Most vacationers view Cabo San Lucas as a bucket list travel destination. Most anglers view Cabo as the closest international airport to the real travel destination, located 2.5 hours north of Cabo.
When the wheels touch down at San Jose del Cabo, you’re almost certain that you boarded the wrong plane. Mountains, desert, dry and rugged terrain surround you. You grab your bags and fly rods, hop in the jeep and make the trek up north (and hope your air conditioner works).
As highway 1 leads you northbound, occasionally veering West away from the coastline, you are convinced that you made the wrong turn. About the time that you think to yourself that this isn’t the place, the road cuts back to the east where you’re quickly approaching bright blue waters crashing into sharp rocks and pristine sand. Relief sets in.
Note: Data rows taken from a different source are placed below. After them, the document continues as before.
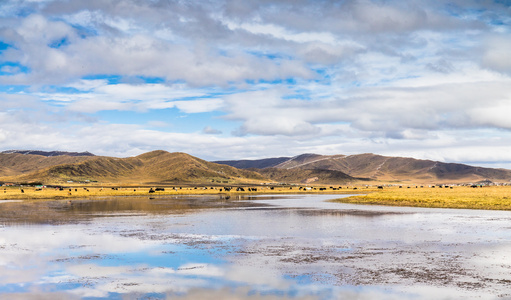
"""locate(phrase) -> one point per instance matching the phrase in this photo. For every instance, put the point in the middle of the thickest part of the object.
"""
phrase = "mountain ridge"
(160, 166)
(388, 168)
(155, 166)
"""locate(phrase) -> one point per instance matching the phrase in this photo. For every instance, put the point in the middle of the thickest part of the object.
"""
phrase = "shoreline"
(485, 198)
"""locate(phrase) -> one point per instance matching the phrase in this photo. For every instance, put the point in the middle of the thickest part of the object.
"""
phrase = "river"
(250, 247)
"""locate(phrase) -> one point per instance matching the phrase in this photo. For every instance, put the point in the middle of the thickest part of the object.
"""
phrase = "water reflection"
(265, 247)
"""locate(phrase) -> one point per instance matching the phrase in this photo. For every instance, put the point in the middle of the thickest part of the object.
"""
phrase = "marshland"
(286, 243)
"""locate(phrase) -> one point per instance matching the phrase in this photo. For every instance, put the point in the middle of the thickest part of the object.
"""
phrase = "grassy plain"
(16, 193)
(492, 197)
(495, 197)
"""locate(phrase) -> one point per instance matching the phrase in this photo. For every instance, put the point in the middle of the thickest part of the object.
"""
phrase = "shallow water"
(257, 247)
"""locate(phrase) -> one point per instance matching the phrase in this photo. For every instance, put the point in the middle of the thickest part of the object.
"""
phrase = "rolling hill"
(152, 167)
(171, 168)
(383, 168)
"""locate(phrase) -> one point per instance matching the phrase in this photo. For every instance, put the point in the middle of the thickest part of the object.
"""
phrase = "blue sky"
(254, 79)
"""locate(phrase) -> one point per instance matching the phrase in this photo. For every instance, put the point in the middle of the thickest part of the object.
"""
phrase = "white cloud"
(286, 78)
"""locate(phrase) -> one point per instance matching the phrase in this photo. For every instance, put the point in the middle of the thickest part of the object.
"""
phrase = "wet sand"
(285, 246)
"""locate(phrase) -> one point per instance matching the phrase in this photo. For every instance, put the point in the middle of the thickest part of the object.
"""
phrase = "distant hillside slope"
(12, 164)
(155, 166)
(48, 153)
(309, 176)
(385, 168)
(258, 164)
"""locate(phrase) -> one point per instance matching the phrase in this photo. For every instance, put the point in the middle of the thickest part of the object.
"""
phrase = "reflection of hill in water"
(74, 211)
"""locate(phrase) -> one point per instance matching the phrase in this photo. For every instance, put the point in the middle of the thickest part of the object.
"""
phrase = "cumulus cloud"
(300, 76)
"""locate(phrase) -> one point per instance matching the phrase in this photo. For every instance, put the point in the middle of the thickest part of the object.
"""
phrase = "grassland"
(25, 193)
(494, 197)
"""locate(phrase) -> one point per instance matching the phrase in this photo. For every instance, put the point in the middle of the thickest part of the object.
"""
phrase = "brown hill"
(385, 168)
(155, 166)
(307, 176)
(12, 164)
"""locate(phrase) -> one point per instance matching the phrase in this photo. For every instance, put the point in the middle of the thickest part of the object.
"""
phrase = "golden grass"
(15, 193)
(494, 198)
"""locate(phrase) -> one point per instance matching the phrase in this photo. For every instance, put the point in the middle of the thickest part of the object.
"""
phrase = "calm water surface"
(260, 247)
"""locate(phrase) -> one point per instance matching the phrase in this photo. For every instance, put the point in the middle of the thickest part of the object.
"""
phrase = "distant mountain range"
(152, 167)
(48, 153)
(379, 168)
(56, 167)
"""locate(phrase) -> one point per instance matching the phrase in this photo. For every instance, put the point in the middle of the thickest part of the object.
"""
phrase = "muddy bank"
(262, 247)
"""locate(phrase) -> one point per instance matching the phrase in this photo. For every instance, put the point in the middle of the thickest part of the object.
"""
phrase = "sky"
(230, 79)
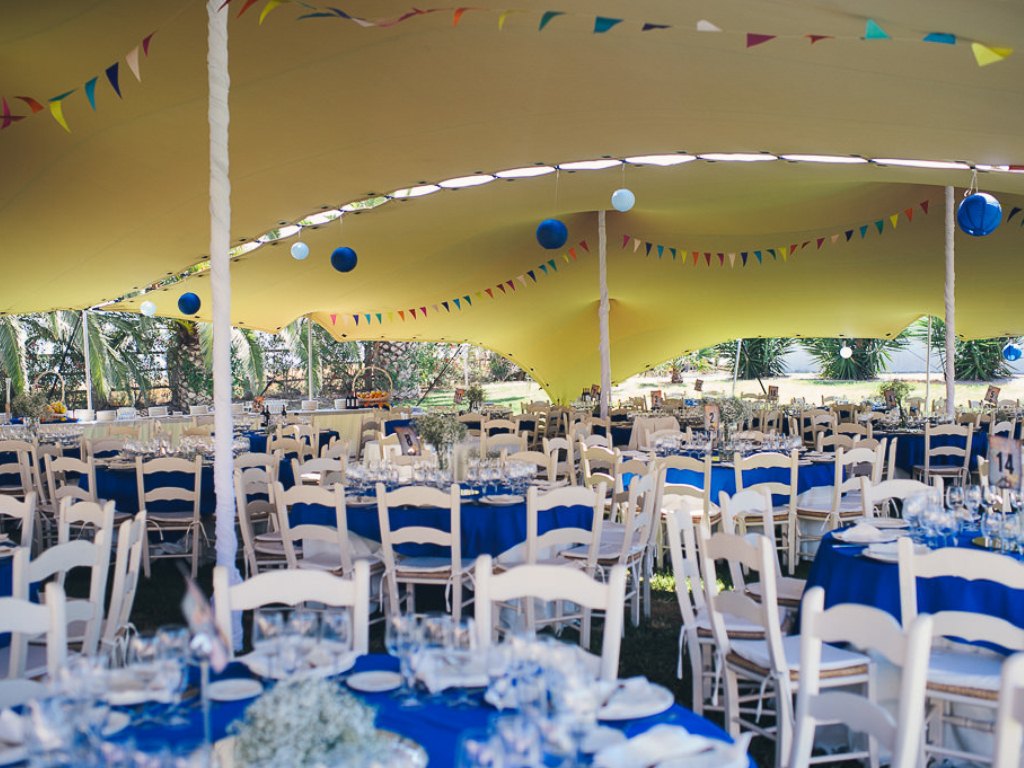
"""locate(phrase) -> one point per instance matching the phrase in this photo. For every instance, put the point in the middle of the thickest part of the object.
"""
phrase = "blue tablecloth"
(486, 529)
(434, 726)
(910, 449)
(847, 578)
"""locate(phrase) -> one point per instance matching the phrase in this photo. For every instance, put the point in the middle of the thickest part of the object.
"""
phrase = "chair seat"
(965, 674)
(753, 655)
(790, 591)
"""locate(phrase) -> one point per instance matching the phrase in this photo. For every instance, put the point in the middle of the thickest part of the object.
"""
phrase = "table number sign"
(991, 395)
(713, 416)
(1005, 463)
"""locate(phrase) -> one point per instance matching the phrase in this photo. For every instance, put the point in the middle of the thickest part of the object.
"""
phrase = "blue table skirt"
(724, 478)
(910, 449)
(847, 578)
(486, 529)
(434, 726)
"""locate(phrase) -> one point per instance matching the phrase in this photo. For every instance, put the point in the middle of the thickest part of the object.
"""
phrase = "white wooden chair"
(960, 674)
(452, 571)
(953, 461)
(769, 667)
(325, 472)
(257, 513)
(752, 508)
(127, 565)
(1010, 715)
(184, 518)
(292, 588)
(26, 620)
(783, 465)
(23, 513)
(870, 630)
(826, 509)
(553, 583)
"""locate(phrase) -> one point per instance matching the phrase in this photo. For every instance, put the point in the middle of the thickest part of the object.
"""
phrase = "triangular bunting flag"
(873, 32)
(112, 76)
(755, 39)
(985, 55)
(90, 92)
(603, 24)
(131, 58)
(33, 103)
(548, 15)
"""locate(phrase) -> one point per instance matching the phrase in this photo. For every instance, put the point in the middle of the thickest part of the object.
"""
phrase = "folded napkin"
(11, 728)
(863, 532)
(650, 748)
(439, 670)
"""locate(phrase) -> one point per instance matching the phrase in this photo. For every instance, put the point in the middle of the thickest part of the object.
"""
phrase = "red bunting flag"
(755, 39)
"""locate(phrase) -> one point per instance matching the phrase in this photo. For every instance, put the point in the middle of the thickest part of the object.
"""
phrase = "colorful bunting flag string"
(984, 54)
(56, 103)
(462, 303)
(775, 252)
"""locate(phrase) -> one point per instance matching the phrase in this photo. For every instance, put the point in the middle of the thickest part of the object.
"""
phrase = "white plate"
(632, 702)
(376, 681)
(502, 500)
(235, 689)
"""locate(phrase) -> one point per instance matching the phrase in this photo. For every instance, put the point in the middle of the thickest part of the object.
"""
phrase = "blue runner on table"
(435, 726)
(486, 529)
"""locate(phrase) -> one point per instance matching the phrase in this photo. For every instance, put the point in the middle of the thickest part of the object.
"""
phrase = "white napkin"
(11, 728)
(439, 670)
(863, 531)
(657, 744)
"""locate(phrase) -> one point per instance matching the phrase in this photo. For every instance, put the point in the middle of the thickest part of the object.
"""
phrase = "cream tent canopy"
(328, 111)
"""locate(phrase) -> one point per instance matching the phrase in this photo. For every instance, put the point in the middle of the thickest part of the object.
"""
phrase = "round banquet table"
(848, 578)
(435, 726)
(486, 529)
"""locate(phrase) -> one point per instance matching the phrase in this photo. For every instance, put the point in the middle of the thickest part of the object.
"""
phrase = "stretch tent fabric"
(328, 111)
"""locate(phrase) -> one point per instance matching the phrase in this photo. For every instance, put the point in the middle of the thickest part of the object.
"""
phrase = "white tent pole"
(602, 313)
(928, 368)
(309, 357)
(735, 368)
(950, 308)
(220, 285)
(86, 357)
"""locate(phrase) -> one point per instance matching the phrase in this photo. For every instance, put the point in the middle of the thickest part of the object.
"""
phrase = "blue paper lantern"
(979, 214)
(188, 303)
(343, 259)
(552, 233)
(623, 200)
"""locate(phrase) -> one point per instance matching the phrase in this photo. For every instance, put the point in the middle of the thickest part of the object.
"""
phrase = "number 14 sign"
(1005, 463)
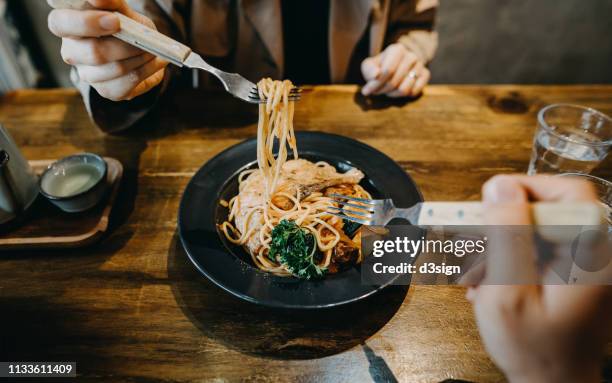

Once you begin to see goats and cows crossing and walking alongside the road, you rest easy knowing that you’ve arrived in La Ventana, Mexico.
Sometime before sunrise, you arrive at the ramp to meet your guide where you’re surrounded by a plethora of panga boats, with most of them resting on trailers that are hanging on by a thread. Anglers from all over the world are gathered together with a common goal, catching the “Gallo”.
After a traffic jam of pangas finally clears up, the next stop is the bait shop. Multiple boats can be found launching cast nets and catching sardinas, a delicacy for roosters. You fork over fifty bucks and quickly realize that it’s money well spent. It’s go time.
A few minutes (sometimes seconds) of your guide flinging live sardinas sporadically, the warm water begins to boil. The sardines frantically dart in all directions, but it’s too late. Giant combs begin to surface in the boiling water. You’re almost too awe-struck to throw the fly. You inevitably fumble the fly rod and fly line a few times before landing the giant sardina fly into the strike zone. A waving comb followed by a flash of silver zips through the water towards your fly. You give it your best strip-set, and suddenly chaos ensues. Excess fly line whips through the air and it’s a matter of seconds before all of the slack is gone. The drag begins to scream. The guide begins to yell commands, half in Spanish, half in English. The hairs on your arms are all standing. You quickly find out what all of the hype is about.
Roosterfish don’t fight, roosterfish brawl. After the hook is set, it’s best to get comfortable and enjoy the ride. After a bare minimum of 30 minutes, 2-3 trips in and out of the backing, and numb biceps, a defeated 50 lb beast surfaces. However, you’re just as defeated.
You take the obligatory grip & grin, and you take the plunge into the warm water along with him to release the beast in traditional fashion, paying your respects. After both of you catch your second wind, he slowly swims descending into dark blue waters and lives to see another day.